Dr. Jonathan D. Mayer, Professor, Departments of Epidemiology, Geography, Medicine (Div of Infectious Diseases). (Allergy and Infectious Disease), Family Medicine, Global Health, and Health Services

Tel: (206) 543-7110

Email: jmayer@u.washington.edu

Course listproc: geog480a_sp12@u.washington.edu (remember that

anything posted here goes to the whole class)

Rooms 412-C Smith Hall and Health Sciences F-259 (Dept of Epidemiology)

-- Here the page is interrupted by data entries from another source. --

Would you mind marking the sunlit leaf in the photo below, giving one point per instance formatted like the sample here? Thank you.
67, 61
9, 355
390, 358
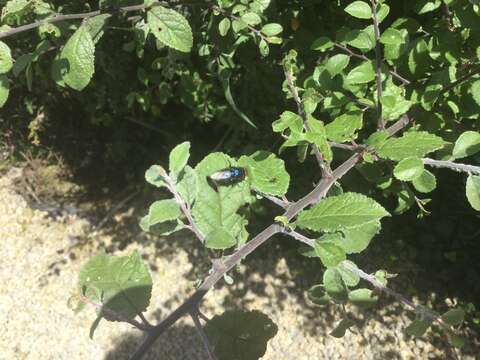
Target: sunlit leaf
266, 173
171, 28
79, 52
473, 191
411, 144
121, 284
240, 335
339, 212
467, 144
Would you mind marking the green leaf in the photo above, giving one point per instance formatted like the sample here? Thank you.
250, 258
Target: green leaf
382, 12
359, 9
363, 298
218, 209
334, 286
274, 40
179, 157
263, 47
171, 28
475, 91
411, 144
341, 328
4, 89
95, 26
425, 183
467, 144
240, 335
317, 295
339, 212
163, 210
349, 277
6, 62
225, 75
266, 173
419, 59
343, 127
79, 52
155, 174
318, 136
329, 253
393, 101
456, 340
391, 36
357, 239
259, 6
21, 63
272, 29
473, 191
394, 51
408, 169
251, 18
454, 317
322, 43
288, 120
238, 25
121, 284
425, 6
406, 198
337, 63
224, 26
418, 327
361, 74
362, 39
187, 185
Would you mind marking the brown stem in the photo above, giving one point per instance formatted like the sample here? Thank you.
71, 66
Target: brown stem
229, 262
363, 57
452, 165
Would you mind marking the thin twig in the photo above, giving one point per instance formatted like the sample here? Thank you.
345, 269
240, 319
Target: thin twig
236, 18
378, 66
201, 333
217, 272
363, 57
460, 80
452, 165
280, 202
184, 206
432, 315
324, 166
65, 17
144, 320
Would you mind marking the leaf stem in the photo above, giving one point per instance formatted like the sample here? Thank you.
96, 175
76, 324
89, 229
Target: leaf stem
184, 207
236, 18
378, 65
363, 57
229, 262
324, 166
471, 169
432, 315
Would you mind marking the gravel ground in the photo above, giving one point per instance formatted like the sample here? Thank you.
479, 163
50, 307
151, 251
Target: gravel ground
37, 277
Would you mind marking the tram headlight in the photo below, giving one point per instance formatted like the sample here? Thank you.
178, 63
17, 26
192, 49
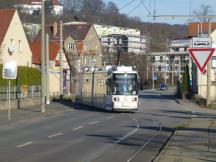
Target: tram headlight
134, 99
116, 98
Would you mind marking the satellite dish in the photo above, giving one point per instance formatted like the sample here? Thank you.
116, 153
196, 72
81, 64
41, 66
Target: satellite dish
11, 49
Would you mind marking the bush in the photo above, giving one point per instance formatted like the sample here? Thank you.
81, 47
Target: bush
25, 76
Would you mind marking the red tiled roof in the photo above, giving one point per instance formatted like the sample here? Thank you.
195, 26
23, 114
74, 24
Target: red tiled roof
193, 28
36, 51
54, 2
6, 17
77, 31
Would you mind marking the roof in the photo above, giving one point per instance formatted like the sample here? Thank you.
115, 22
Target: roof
6, 18
77, 31
193, 28
54, 2
36, 51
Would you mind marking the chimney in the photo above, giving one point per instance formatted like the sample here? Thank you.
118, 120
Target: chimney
55, 29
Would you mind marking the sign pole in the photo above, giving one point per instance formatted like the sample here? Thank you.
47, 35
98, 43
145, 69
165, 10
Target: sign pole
208, 90
9, 99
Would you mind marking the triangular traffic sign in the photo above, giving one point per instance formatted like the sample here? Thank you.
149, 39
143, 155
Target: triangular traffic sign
201, 56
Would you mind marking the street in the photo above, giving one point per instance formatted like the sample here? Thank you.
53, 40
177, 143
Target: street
85, 134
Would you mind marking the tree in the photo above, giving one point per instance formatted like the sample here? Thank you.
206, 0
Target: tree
203, 12
74, 5
94, 7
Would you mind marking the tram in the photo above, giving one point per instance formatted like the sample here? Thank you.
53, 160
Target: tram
115, 88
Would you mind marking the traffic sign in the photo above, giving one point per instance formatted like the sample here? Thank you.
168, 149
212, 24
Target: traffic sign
201, 56
10, 70
201, 42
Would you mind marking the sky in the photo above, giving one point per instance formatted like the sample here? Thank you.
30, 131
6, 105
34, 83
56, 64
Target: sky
162, 7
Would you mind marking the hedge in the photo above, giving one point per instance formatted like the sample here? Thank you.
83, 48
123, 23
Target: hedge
25, 76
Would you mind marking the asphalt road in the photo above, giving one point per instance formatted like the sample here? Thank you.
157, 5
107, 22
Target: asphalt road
85, 134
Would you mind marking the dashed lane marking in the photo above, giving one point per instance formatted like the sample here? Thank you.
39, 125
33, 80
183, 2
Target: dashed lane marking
95, 122
80, 127
54, 135
109, 117
25, 144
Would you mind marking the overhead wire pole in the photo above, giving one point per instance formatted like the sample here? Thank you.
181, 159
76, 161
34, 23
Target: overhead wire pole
61, 61
208, 90
42, 58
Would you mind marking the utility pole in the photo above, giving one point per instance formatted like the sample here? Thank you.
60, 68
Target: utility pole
42, 58
165, 74
208, 90
179, 74
47, 71
153, 76
61, 62
172, 72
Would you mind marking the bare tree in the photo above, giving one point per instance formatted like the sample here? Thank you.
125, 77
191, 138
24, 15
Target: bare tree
74, 5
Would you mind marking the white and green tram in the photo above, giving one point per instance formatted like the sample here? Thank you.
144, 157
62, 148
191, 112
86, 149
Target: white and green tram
114, 88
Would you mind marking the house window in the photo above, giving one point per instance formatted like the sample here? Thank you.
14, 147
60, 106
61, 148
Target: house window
71, 47
20, 46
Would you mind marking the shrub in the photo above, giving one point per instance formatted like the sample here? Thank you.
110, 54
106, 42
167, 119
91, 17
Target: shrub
25, 76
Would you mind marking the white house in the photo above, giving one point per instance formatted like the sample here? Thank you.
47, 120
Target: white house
202, 78
14, 45
34, 6
129, 40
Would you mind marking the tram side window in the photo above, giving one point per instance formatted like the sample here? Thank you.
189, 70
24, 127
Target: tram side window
109, 86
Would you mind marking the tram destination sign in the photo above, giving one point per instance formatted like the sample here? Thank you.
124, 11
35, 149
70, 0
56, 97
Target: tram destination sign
201, 42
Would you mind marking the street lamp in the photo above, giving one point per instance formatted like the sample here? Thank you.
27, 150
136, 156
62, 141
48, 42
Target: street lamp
42, 57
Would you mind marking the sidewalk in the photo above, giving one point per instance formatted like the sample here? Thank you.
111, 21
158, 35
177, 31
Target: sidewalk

Office hours: By appointment

 

Course Rationale:

 

People, societies, and the environment are inextricably linked in both obvious and more obscure ways. At one time, some geographers argued that the physical and biological environments determined the characteristics of people and cultures. This “environmental determinism” is a concept that has been discarded, and caused many to not consider human-environment links for decades. It has become more and more obvious in the past half century or so that individuals, societies, and the environments are tied together in an intricate web of causation. The environment profoundly influences people and cultures. In turn, people and groups modify the environment through agriculture, water projects, urbanization, and other phenomena. Thus, the consensus in the social sciences generally in geography specifically, and in the public health sciences is that the human-environment linkages are myriad, complex, and frequently hidden. At a time when there are tremendous geographical inequalities in health status, life expectancy, and patterns of mortality, the relations between the environment and health are of paramount importance. It is from this realization that this course is offered.

 

Students are expected to have some familiarity with epidemiologic study design (case-control, prospective cohort, etc.) and other epidemiologic concepts, and/or statistical analysis. We will discuss and review basic study design as appropriate, but students must not be beginners. To put it another way, students must be able to understand original research articles, many of which are quantitative.

 

 

Course goal:

 

The main goal of this course is to demonstrate and investigate the many ways of appreciating how human-environment relations are expressed in the context of health and disease. The focus will be both local and global. This course draws attention to the relationships between geography generally and medical geography specifically on the one hand, and environmental studies, social analysis, and other biological, physical, and social sciences generally. Thus, medical geography, or as I have called it lately, “epidemiologic geography,” is at the intersection of the social. physical, public health, and biological sciences. We must realize that individual health should be seen in the context of public health, and that public health should be seen in the broader contexts of social, physical, and biological phenomena, in their complex and frequently hidden and unanticipated interactions. One of the ways in which this will be done is by reading, understanding, and critiquing original scientific research from major influential journals in environmental health, infectious diseases, and other subdisciplines. Put another way, not only will you gain knowledge, but you will learn how that knowledge is generated by going to the sources where scientific knowledge is shared and communicated: the scientific journals themselves. In the process, you will learn that the kind of research through which this kind of knowledge is generated is seldom perfect. We will see this in class by discussing and finding the strengths and weaknesses of one article each week from the published literature in the previous month or even the previous week. Even more than that, you will learn to see that in the three assignments.

 

My educational beliefs:

 

Students are inherently curious and seek to understand the world surrounding them and the world in which they live. This course is structured to foster critical analyses of human-health-environment relationships. This understanding and analysis must come from a solid knowledge of the factual, scientific, and conceptual bases from which such understanding and thinking must come. Some students will find that this course will contribute directly to their professional development, while others will find that it provides a basis for understanding issues of health and disease as citizens in a democratic society, in which we can all help to determine the course of society. My own role in this course will be multifaceted. Sometimes I will serve as an authority on the subjects that we will cover. At other times, I will be a facilitator of inquiry and debate. I hope that I will always be a resource for your own interests and investigations as we proceed through the course.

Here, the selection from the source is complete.